Я ответил Зернову взглядом, подобным удару шпаги Бонвиля. Ирина оглядывалась то на него, то на меня в состоянии полной растерянности.
— Правда, Юра?
— Правда, — вздохнул я и замолчал.
Рассказывать ей о том, что я видел в офицерском казино в Сен-Дизье, надо было не здесь и наедине.
— Что-нибудь неприятное?
Зернов улыбался. Пауза длилась. Поэтому я даже обрадовался, услышав знакомый скрип двери.
— Самое неприятное начнётся сейчас, — сказал я, кивая на открытую дверь, в которую уже входил мой белый ангел со шприцем. — Процедура, какую даже друзьям лицезреть не положено.
И целительная терапия профессора Пелетье снова низвергла меня в бездонную пучину сна.
26. КОНГРЕСС
Я выбрался из неё только утром, сразу вспомнил все и разозлился: предстоял ещё день больничного заключения. Появление белого ангела с сервированным на движущемся столике завтраком мне не доставило утешения.
— Включите радио.
— У нас нет радио.
— Достаньте транзистор.
— Исключено.
— Почему?
— Запрещено всё, что может помешать нормальному самочувствию выздоравливающего.
— Я уже выздоровел.
— Вы узнаете об этом только завтра утром.
Белый ангел легко превращался в демона.
— Но я должен знать, что делается на конгрессе. Выступает Зернов. Слышите: Зернов!
— Я не знаю мсье Зернова.
Она протянула мне папку в красном сафьяне.
— Что это?
— Газетные вырезки, которые оставила для вас мадемуазель Ирина. Профессор разрешил.
И то хлеб для человека, умирающего с голоду по информации. Я открыл папку, забыв о завтраке, и прислушался. Именно прислушался.
То был голос мира, донёсшийся ко мне сквозь никель и стекло клиники, сквозь белый кирпич её стен, сквозь тьму бездонного сна и блаженство выздоровления. То был голос конгресса, открывающегося докладом академика Осовца, сразу определившего единственно разумную и последовательную позицию человечества по отношению к гостям из космоса.
«Что уже ясно? — говорил академик. — То, что мы имеем дело с неземной, инопланетной цивилизацией. То, что её технический и научный уровень значительно выше нашего. То, что ни нам, ни им не удалось войти друг с другом в контакт. И то, что её отношение к нам дружественное и миролюбивое. За эти три месяца пришельцы собрали и переотправили в космос весь материковый лёд, и мы не смогли помешать им. Но что принесёт человечеству эта акция? Ничего, кроме пользы. Точные последствия содеянного установят климатологи, но уже сейчас можно говорить о значительном смягчении климата в полярных и примыкающих к ним умеренных широтах, об освоении огромных, ранее почти недоступных районов и о более свободном расселении человечества. При этом „изъятие“ земного льда было произведено без геологических катастроф, наводнений и прочих стихийных бедствий. Ни одна экспедиция, ни одно судно, ни одна научно- исследовательская станция, работавшие или уже закончившие работу в районах оледенения, не пострадали. Мало того, пришельцы подарили человечеству попутно, так сказать, открытые ими богатства. В отрогах Яблоневого хребта были вскрыты ими богатейшие залежи медной руды, а в Якутии новые алмазные месторождения. В Антарктиде они открыли нефть, собственными силами произвели бурение и установили вышки оригинальной, доселе нам неизвестной конструкции. Могу вам сообщить, — резюмировал под аплодисменты академик, что сейчас в Москве подписано соглашение между заинтересованными державами о создании торгово-промышленного акционерного общества, под условным названием ОСЭАН, то есть Общества по совместной эксплуатации антарктической нефти».

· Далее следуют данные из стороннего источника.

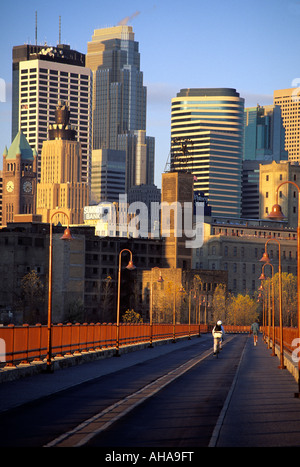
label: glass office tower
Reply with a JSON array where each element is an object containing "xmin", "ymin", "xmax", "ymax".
[
  {"xmin": 86, "ymin": 26, "xmax": 154, "ymax": 190},
  {"xmin": 170, "ymin": 88, "xmax": 244, "ymax": 217}
]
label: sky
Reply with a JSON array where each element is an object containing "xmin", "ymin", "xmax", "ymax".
[{"xmin": 0, "ymin": 0, "xmax": 300, "ymax": 187}]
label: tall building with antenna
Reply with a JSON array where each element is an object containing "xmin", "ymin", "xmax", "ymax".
[{"xmin": 12, "ymin": 15, "xmax": 92, "ymax": 182}]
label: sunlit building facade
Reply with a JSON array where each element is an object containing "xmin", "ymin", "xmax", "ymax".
[
  {"xmin": 12, "ymin": 44, "xmax": 92, "ymax": 182},
  {"xmin": 274, "ymin": 88, "xmax": 300, "ymax": 162},
  {"xmin": 86, "ymin": 25, "xmax": 154, "ymax": 191}
]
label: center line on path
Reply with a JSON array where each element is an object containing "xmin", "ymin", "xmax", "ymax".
[{"xmin": 44, "ymin": 337, "xmax": 233, "ymax": 447}]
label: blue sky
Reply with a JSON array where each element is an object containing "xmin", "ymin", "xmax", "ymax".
[{"xmin": 0, "ymin": 0, "xmax": 300, "ymax": 186}]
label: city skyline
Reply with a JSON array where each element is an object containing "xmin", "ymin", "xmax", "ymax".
[{"xmin": 0, "ymin": 0, "xmax": 300, "ymax": 186}]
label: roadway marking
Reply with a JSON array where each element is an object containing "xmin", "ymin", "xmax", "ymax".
[
  {"xmin": 208, "ymin": 334, "xmax": 247, "ymax": 448},
  {"xmin": 44, "ymin": 337, "xmax": 234, "ymax": 447}
]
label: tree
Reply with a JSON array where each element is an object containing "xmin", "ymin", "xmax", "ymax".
[
  {"xmin": 21, "ymin": 270, "xmax": 45, "ymax": 324},
  {"xmin": 212, "ymin": 284, "xmax": 227, "ymax": 322},
  {"xmin": 122, "ymin": 310, "xmax": 143, "ymax": 323},
  {"xmin": 263, "ymin": 272, "xmax": 298, "ymax": 326}
]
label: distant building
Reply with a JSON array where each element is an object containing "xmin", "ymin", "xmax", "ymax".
[
  {"xmin": 127, "ymin": 185, "xmax": 161, "ymax": 235},
  {"xmin": 2, "ymin": 130, "xmax": 37, "ymax": 225},
  {"xmin": 259, "ymin": 161, "xmax": 300, "ymax": 228},
  {"xmin": 12, "ymin": 44, "xmax": 92, "ymax": 181},
  {"xmin": 242, "ymin": 105, "xmax": 288, "ymax": 219},
  {"xmin": 274, "ymin": 87, "xmax": 300, "ymax": 162},
  {"xmin": 91, "ymin": 149, "xmax": 126, "ymax": 204},
  {"xmin": 37, "ymin": 102, "xmax": 89, "ymax": 225},
  {"xmin": 171, "ymin": 88, "xmax": 244, "ymax": 217},
  {"xmin": 86, "ymin": 25, "xmax": 154, "ymax": 191}
]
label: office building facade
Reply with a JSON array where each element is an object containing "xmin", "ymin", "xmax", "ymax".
[
  {"xmin": 86, "ymin": 26, "xmax": 154, "ymax": 190},
  {"xmin": 259, "ymin": 161, "xmax": 300, "ymax": 228},
  {"xmin": 242, "ymin": 105, "xmax": 288, "ymax": 219},
  {"xmin": 37, "ymin": 102, "xmax": 89, "ymax": 225},
  {"xmin": 273, "ymin": 88, "xmax": 300, "ymax": 162},
  {"xmin": 171, "ymin": 88, "xmax": 244, "ymax": 217},
  {"xmin": 12, "ymin": 44, "xmax": 92, "ymax": 182},
  {"xmin": 2, "ymin": 131, "xmax": 37, "ymax": 226},
  {"xmin": 91, "ymin": 149, "xmax": 126, "ymax": 203}
]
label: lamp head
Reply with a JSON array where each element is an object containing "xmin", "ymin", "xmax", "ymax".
[
  {"xmin": 126, "ymin": 260, "xmax": 136, "ymax": 271},
  {"xmin": 268, "ymin": 204, "xmax": 285, "ymax": 221},
  {"xmin": 60, "ymin": 227, "xmax": 74, "ymax": 240},
  {"xmin": 259, "ymin": 252, "xmax": 270, "ymax": 263}
]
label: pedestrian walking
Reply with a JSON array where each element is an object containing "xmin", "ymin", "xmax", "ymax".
[
  {"xmin": 212, "ymin": 320, "xmax": 225, "ymax": 355},
  {"xmin": 250, "ymin": 320, "xmax": 259, "ymax": 345}
]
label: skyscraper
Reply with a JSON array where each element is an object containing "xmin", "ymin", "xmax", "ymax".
[
  {"xmin": 86, "ymin": 26, "xmax": 154, "ymax": 190},
  {"xmin": 242, "ymin": 105, "xmax": 288, "ymax": 219},
  {"xmin": 171, "ymin": 88, "xmax": 244, "ymax": 217},
  {"xmin": 36, "ymin": 102, "xmax": 89, "ymax": 224},
  {"xmin": 12, "ymin": 44, "xmax": 92, "ymax": 181},
  {"xmin": 274, "ymin": 88, "xmax": 300, "ymax": 162}
]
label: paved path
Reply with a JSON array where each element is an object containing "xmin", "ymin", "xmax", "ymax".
[
  {"xmin": 0, "ymin": 335, "xmax": 300, "ymax": 447},
  {"xmin": 211, "ymin": 338, "xmax": 300, "ymax": 447}
]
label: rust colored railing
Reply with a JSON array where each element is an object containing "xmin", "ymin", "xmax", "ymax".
[
  {"xmin": 0, "ymin": 323, "xmax": 210, "ymax": 367},
  {"xmin": 0, "ymin": 323, "xmax": 256, "ymax": 367}
]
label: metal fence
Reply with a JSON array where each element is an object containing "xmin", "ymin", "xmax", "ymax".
[
  {"xmin": 0, "ymin": 323, "xmax": 210, "ymax": 367},
  {"xmin": 0, "ymin": 323, "xmax": 260, "ymax": 367}
]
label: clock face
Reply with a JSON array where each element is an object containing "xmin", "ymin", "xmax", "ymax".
[
  {"xmin": 23, "ymin": 182, "xmax": 32, "ymax": 193},
  {"xmin": 6, "ymin": 181, "xmax": 15, "ymax": 193}
]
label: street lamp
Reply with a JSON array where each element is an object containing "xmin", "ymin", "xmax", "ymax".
[
  {"xmin": 149, "ymin": 266, "xmax": 164, "ymax": 349},
  {"xmin": 115, "ymin": 248, "xmax": 135, "ymax": 357},
  {"xmin": 260, "ymin": 238, "xmax": 286, "ymax": 370},
  {"xmin": 46, "ymin": 210, "xmax": 73, "ymax": 373},
  {"xmin": 268, "ymin": 180, "xmax": 300, "ymax": 398},
  {"xmin": 172, "ymin": 281, "xmax": 184, "ymax": 344}
]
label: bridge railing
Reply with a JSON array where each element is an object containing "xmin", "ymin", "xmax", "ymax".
[
  {"xmin": 0, "ymin": 323, "xmax": 211, "ymax": 367},
  {"xmin": 0, "ymin": 323, "xmax": 282, "ymax": 367}
]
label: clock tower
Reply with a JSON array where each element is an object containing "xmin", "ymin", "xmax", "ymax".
[{"xmin": 2, "ymin": 131, "xmax": 37, "ymax": 225}]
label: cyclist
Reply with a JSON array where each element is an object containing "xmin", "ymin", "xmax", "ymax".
[{"xmin": 212, "ymin": 320, "xmax": 225, "ymax": 355}]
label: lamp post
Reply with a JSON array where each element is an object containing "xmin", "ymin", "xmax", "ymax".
[
  {"xmin": 268, "ymin": 180, "xmax": 300, "ymax": 398},
  {"xmin": 260, "ymin": 238, "xmax": 286, "ymax": 370},
  {"xmin": 46, "ymin": 210, "xmax": 73, "ymax": 373},
  {"xmin": 149, "ymin": 266, "xmax": 164, "ymax": 348},
  {"xmin": 115, "ymin": 248, "xmax": 135, "ymax": 357},
  {"xmin": 260, "ymin": 263, "xmax": 276, "ymax": 357},
  {"xmin": 172, "ymin": 281, "xmax": 184, "ymax": 344}
]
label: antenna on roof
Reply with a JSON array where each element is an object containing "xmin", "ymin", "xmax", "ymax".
[{"xmin": 35, "ymin": 11, "xmax": 37, "ymax": 45}]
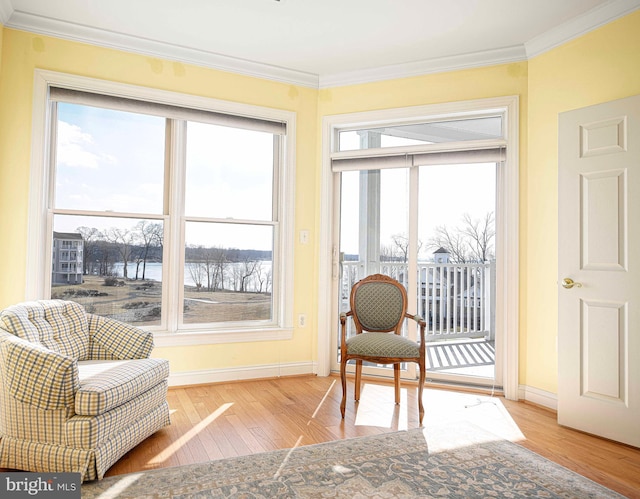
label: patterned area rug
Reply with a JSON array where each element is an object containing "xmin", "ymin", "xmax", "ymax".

Академик суммировал и события, связанные с моделированием пришельцами заинтересовавших их явлений земной жизни. Список их был так велик, что не зачитывался докладчиком, а распространялся среди делегатов в виде отпечатанного специального приложения к докладу. Я приведу здесь только то, что было выделено и прокомментировано парижскими журналистами.
Помимо Сэнд-Сити, «всадники» смоделировали курортный городок в итальянских Альпах, французские пляжи в утренние часы, когда они напоминают лежбища котиков, площадь Святого Марка в Венеции и часть лондонского метро. Пассажирский транспорт привлёк их внимание во многих странах. Они пикировали на поезда, морские и воздушные лайнеры, полицейские вертолёты и даже воздушные шары, испытывавшиеся в каком-то любительском состязании под Брюсселем.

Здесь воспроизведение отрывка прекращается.